New Democrats cheesed about Canada's beleaguered Senate treated journalists covering the trial of Mike Duffy to a snack that has, in some circles, come to symbolize excess in Parliament's upper chamber.
As Duffy's trial broke for lunch on Tuesday, NDP staffers handed out small cardboard boxes that contained two pieces of "ice-cold" Camembert and a handful of crackers.
"Let them eat cheese," the NDP tweeted from its main account.
— Althia Raj (@althiaraj) April 7, 2015
The prank comes a week after Conservative Senator Nancy Ruth vented to reporters about having to justify her meal expenses to auditor general Michael Ferguson, who is conducting a wide-ranging audit of senators' claims.
Ruth said she was asked why her breakfast was expensed on a few occasions when the alternative was free airline food.
"Well, those (airline) breakfasts are pretty awful," she said. "If you want ice-cold Camembert with broken crackers, have at it."
Senators and their entitlements. Canadians deserve cheddar.— Megan Leslie, MP (@MeganLeslieMP) April 2, 2015
In response to the kerfuffle, Quebec MP Alexandrine Latendresse even shared a popular cheese commercial in which she starred in as a child in 1991.

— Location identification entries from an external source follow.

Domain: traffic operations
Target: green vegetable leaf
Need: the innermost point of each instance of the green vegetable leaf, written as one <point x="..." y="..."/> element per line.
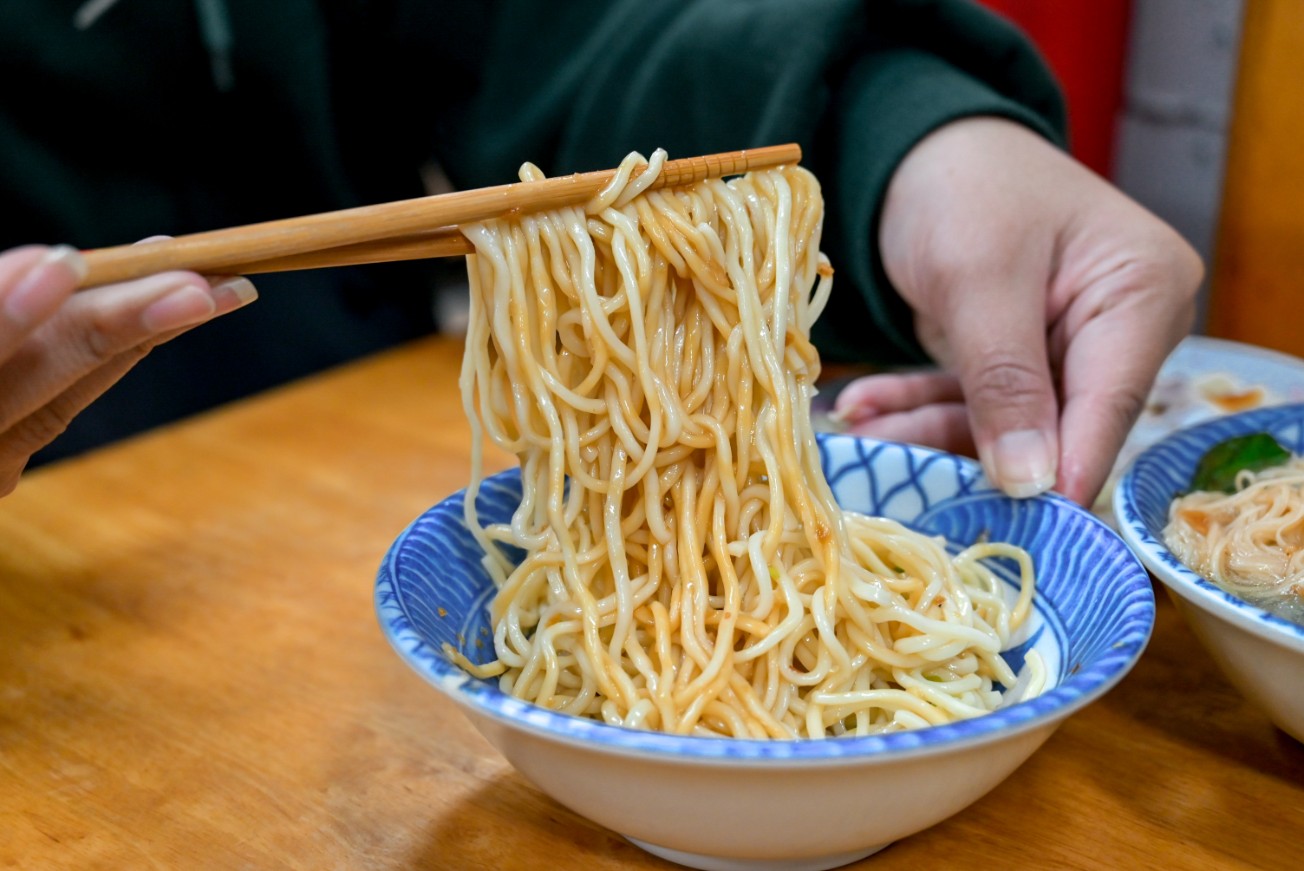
<point x="1219" y="466"/>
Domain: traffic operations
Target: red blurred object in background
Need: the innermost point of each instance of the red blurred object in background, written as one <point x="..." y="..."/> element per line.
<point x="1085" y="43"/>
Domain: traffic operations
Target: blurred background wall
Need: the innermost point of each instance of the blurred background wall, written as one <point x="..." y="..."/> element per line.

NDP Leader Thomas Mulcair also got in the spirit of things in question period last week.
"Instead of complaining about the temperature of the Camembert on their first-class flights, when are the Conservatives going to help the middle class?" he asked.
The Camembert gag comes days after another Senate-related joke from the official Opposition. On April Fool's Day, New Democrats sent an email to supporters saying they could be entered into a draw to become Canada's next senator if they donated a mere $90,000.
That is, of course, the same amount of money Nigel Wright, the former chief of staff to Prime Minister Stephen Harper, gave to Duffy to repay his inappropriate housing expenses.
"Canada's scandal-prone Senate is unelected, unaccountable, and has no place in a modern democracy like ours," the petition reads.
And a new poll suggests the vast majority of Canadians agree that the institution needs to change. According to numbers from Angus Reid Institute released Tuesday, 45 per cent of Canadians think the Senate should be reformed, while 41 per cent want it shut down altogether. Just 14 per cent say the upper chamber should be left as is.
The online survey was conducted between March 11 and 12 among 1,500 Canadians. It has a margin of error of 2.5 percentage points, 19 times out of 20.